BM. These tools and solutions are very much in the early formative stages, I guess. But in what ways are de-duplication tools evolving from point products to become features of broader data protection offerings?
HB. I wouldn’t say that they’re point products at all. First of all, data de-duplication isn’t a product; it’s a feature, and more and more people are offering it. Data Domain obviously has significant traction. Diligent has some traction as well, so there’s enough product out there, and I think over the next six months you’re going to see it much more widely available from the bigger name vendors, too. With the larger name companies really pushing it, that will, of course, lend further credibility to it.
BM. Finally, what do you think will be the key developments over the next 12 months? Are there any challenges that need to be overcome for the market to really take off?
HB. Over the next 6-12 months, you’re going to see de-dupe from the larger players, and that’s what’s really been missing so far. It’s really going to grow the market. I also think that you’re going to start to see data de-dupe as a technology being applied to more than just data back-ups. Already, we’re starting to see it being applied to archive data as well. Some vendors are offering the capability to de-dupe at your remote site before data is replicated, and then also be able to de-dupe across that data at the data center. So, I think you’re just gonna see the reach of data de-duplication technologies be extended and the breadth of its capability being applied across more data types, eventually even making its way into primary data.
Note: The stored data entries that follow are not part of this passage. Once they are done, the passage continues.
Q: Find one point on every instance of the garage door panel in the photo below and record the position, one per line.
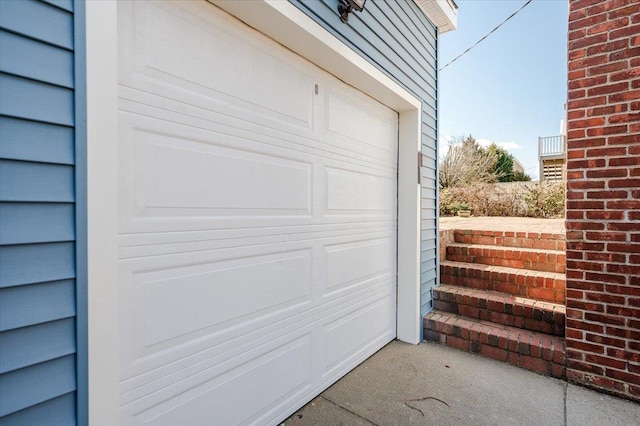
(357, 192)
(183, 300)
(353, 262)
(178, 177)
(166, 374)
(351, 336)
(354, 122)
(282, 89)
(232, 394)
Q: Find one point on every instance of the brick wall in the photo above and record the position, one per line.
(603, 196)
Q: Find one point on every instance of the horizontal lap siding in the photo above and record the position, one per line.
(38, 345)
(399, 40)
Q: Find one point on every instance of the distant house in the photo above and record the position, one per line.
(552, 155)
(210, 211)
(517, 166)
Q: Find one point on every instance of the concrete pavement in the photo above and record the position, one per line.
(431, 384)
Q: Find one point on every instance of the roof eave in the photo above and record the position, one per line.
(443, 13)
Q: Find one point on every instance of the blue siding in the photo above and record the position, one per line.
(398, 39)
(38, 214)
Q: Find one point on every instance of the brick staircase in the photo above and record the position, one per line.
(502, 296)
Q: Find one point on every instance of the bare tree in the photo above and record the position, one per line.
(465, 163)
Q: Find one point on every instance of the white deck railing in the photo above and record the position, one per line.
(551, 146)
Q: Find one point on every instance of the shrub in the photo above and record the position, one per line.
(519, 199)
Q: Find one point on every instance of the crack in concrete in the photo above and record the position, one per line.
(349, 411)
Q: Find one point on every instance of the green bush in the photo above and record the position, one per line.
(524, 199)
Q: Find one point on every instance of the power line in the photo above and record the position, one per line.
(488, 34)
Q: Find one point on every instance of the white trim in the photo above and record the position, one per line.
(288, 25)
(443, 13)
(102, 208)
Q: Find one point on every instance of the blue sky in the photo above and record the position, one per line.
(511, 88)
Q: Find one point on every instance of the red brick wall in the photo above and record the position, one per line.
(603, 196)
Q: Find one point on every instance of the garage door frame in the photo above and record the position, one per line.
(286, 24)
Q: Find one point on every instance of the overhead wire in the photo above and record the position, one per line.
(487, 35)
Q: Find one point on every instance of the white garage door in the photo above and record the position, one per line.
(257, 221)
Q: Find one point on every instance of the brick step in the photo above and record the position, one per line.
(512, 257)
(537, 352)
(537, 240)
(538, 285)
(501, 308)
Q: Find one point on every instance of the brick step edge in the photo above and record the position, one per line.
(538, 285)
(538, 240)
(501, 308)
(511, 257)
(537, 352)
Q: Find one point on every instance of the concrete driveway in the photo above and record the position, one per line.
(430, 384)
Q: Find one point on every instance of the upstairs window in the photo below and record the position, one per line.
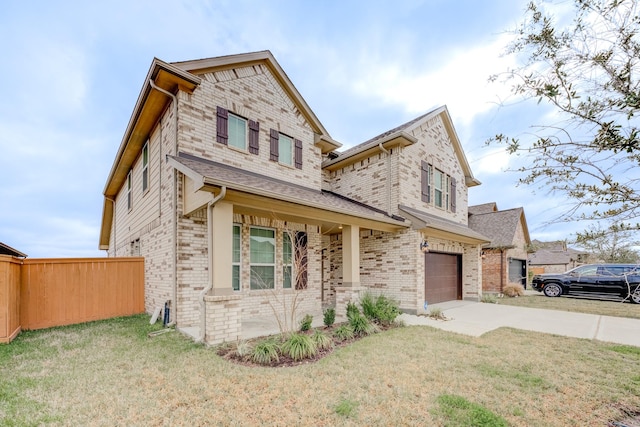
(235, 261)
(145, 167)
(129, 193)
(285, 149)
(262, 260)
(237, 131)
(438, 188)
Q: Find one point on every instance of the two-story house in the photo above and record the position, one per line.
(504, 259)
(239, 200)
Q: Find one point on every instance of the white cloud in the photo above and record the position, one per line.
(460, 82)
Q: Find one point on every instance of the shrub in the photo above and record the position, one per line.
(244, 348)
(299, 346)
(436, 313)
(344, 332)
(380, 309)
(361, 325)
(305, 323)
(322, 340)
(352, 310)
(513, 290)
(266, 352)
(368, 304)
(329, 317)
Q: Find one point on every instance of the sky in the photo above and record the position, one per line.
(72, 71)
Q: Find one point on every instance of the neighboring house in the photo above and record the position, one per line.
(8, 250)
(504, 259)
(234, 192)
(555, 257)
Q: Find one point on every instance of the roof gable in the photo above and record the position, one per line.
(500, 226)
(233, 66)
(402, 135)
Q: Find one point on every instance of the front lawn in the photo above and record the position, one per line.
(111, 373)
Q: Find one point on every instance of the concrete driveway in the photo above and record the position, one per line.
(475, 319)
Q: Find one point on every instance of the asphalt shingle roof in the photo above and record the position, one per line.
(499, 226)
(251, 182)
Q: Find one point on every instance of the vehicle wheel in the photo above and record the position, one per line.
(553, 290)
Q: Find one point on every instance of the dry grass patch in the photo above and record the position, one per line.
(580, 305)
(111, 373)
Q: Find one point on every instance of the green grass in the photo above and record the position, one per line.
(110, 373)
(580, 305)
(458, 411)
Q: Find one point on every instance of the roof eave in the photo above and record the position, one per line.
(396, 139)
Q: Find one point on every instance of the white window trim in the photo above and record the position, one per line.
(291, 262)
(239, 262)
(275, 258)
(245, 147)
(291, 150)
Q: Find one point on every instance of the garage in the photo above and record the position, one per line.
(443, 277)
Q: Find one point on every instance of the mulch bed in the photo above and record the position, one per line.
(229, 353)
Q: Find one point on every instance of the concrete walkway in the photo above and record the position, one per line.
(475, 319)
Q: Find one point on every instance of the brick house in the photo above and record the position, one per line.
(504, 259)
(236, 195)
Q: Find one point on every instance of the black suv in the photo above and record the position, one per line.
(604, 280)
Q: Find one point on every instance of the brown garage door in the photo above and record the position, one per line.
(443, 277)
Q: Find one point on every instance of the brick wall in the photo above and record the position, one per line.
(253, 93)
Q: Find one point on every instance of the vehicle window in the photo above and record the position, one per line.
(610, 271)
(587, 270)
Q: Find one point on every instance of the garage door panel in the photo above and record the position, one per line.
(442, 277)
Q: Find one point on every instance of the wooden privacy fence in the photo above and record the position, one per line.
(41, 293)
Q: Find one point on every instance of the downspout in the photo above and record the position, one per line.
(384, 150)
(115, 241)
(174, 297)
(501, 269)
(205, 291)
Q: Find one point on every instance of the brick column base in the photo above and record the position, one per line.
(345, 295)
(224, 318)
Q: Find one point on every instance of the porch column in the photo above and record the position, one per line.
(351, 255)
(221, 248)
(349, 291)
(223, 307)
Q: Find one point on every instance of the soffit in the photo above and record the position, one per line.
(261, 195)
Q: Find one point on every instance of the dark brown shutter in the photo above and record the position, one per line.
(275, 138)
(452, 195)
(301, 259)
(424, 182)
(298, 154)
(254, 137)
(222, 128)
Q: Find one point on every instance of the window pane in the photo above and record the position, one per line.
(236, 277)
(236, 243)
(285, 147)
(237, 132)
(262, 277)
(286, 276)
(439, 185)
(262, 246)
(286, 248)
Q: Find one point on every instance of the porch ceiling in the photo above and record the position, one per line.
(255, 194)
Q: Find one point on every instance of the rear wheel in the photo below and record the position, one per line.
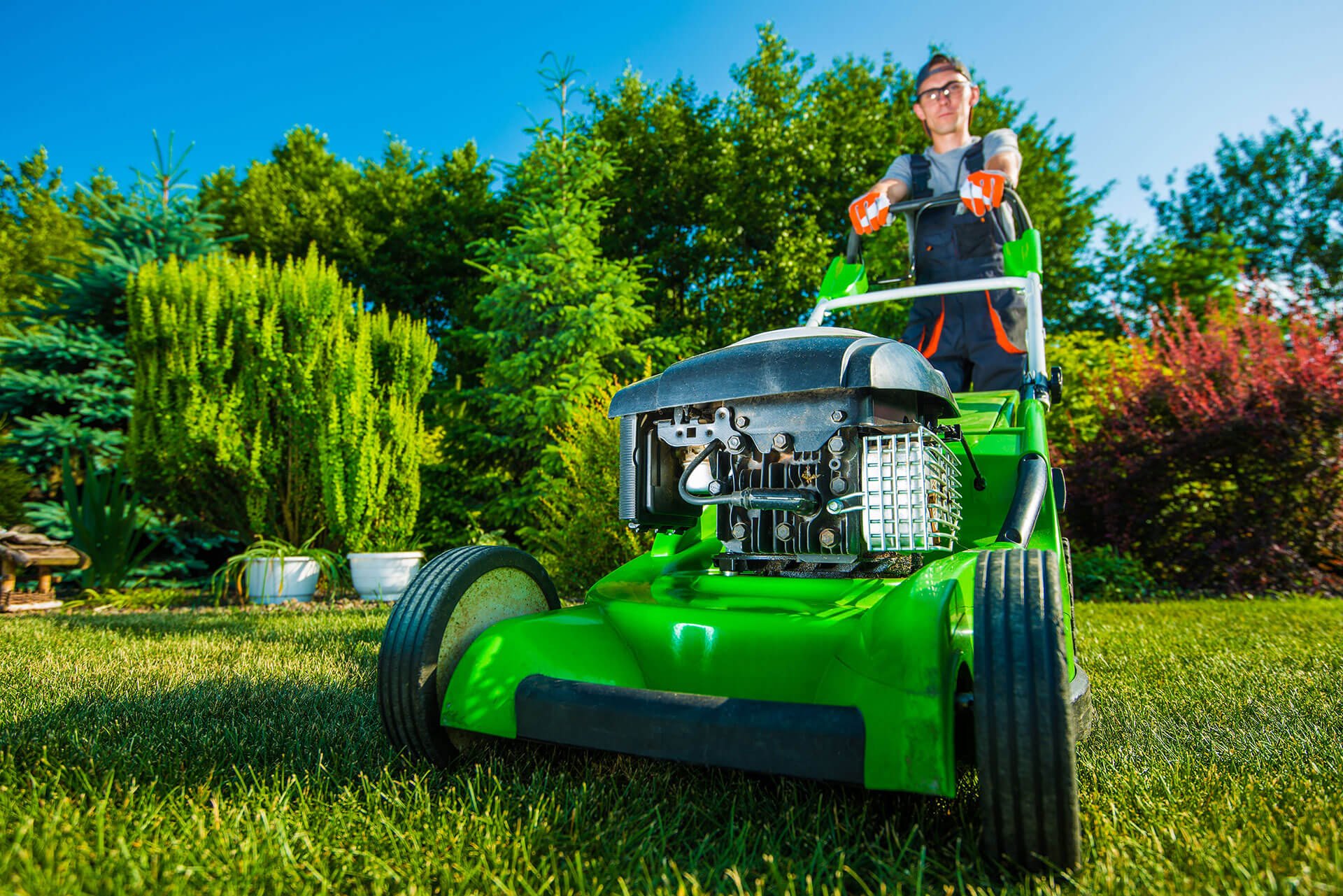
(446, 606)
(1024, 730)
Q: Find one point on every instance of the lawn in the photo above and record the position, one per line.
(241, 751)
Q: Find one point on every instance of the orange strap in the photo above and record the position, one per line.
(1000, 334)
(928, 351)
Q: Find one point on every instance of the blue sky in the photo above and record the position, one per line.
(1143, 86)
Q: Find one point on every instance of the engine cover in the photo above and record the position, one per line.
(814, 448)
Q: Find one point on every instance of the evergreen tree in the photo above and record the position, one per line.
(65, 381)
(269, 402)
(41, 232)
(64, 376)
(559, 319)
(739, 203)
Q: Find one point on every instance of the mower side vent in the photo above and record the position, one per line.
(911, 500)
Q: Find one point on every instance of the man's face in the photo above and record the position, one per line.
(946, 112)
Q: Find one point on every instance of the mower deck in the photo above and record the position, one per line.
(848, 678)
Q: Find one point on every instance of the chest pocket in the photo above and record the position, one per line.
(937, 254)
(976, 239)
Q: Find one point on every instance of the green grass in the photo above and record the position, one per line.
(241, 751)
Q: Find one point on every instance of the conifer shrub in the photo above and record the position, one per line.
(270, 402)
(578, 534)
(1221, 468)
(1092, 363)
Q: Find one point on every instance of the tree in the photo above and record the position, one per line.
(41, 232)
(65, 379)
(1141, 273)
(302, 195)
(559, 319)
(398, 227)
(740, 203)
(1277, 195)
(268, 401)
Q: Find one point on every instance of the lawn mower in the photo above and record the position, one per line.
(855, 575)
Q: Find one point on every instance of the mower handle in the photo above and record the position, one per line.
(853, 253)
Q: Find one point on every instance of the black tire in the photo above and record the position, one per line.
(410, 680)
(1025, 744)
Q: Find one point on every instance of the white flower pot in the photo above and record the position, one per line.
(383, 576)
(278, 579)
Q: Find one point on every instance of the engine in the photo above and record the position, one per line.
(818, 449)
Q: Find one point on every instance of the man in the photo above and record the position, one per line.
(975, 339)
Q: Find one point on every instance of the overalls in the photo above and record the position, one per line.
(974, 339)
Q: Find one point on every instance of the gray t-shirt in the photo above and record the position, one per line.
(947, 172)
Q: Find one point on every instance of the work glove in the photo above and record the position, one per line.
(983, 190)
(869, 213)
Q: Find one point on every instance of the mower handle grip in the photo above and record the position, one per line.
(853, 253)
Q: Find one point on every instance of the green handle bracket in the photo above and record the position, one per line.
(1024, 255)
(844, 278)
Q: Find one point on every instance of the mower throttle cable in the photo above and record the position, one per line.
(957, 436)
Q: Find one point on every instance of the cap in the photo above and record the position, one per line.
(940, 62)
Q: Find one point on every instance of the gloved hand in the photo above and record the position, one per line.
(983, 190)
(869, 213)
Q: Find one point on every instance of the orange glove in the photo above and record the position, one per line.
(983, 190)
(869, 213)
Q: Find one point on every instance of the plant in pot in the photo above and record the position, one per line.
(273, 571)
(382, 574)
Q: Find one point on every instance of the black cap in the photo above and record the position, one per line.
(940, 62)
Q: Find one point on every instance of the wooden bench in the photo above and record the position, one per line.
(31, 553)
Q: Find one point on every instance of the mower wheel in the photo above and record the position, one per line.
(1024, 730)
(448, 605)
We recently concluded some data protection research, and 15 percent of the people that we polled said that they were currently doing some form of data de-duplication. I think that’s a pretty high number given the fact the technology is pretty young. But, what’s interesting is that in the results that we saw, we asked people to identify or specify the actual type of data de-duplication, what technology they were using, and there were lots of different things listed. In other words, it wasn’t one vendor that was being listed. I think it just points to the fact that users are starting to really become educated about it. Even though Data Domain has the traction and is probably most closely linked with de-duplication, it’s still a wide-open market.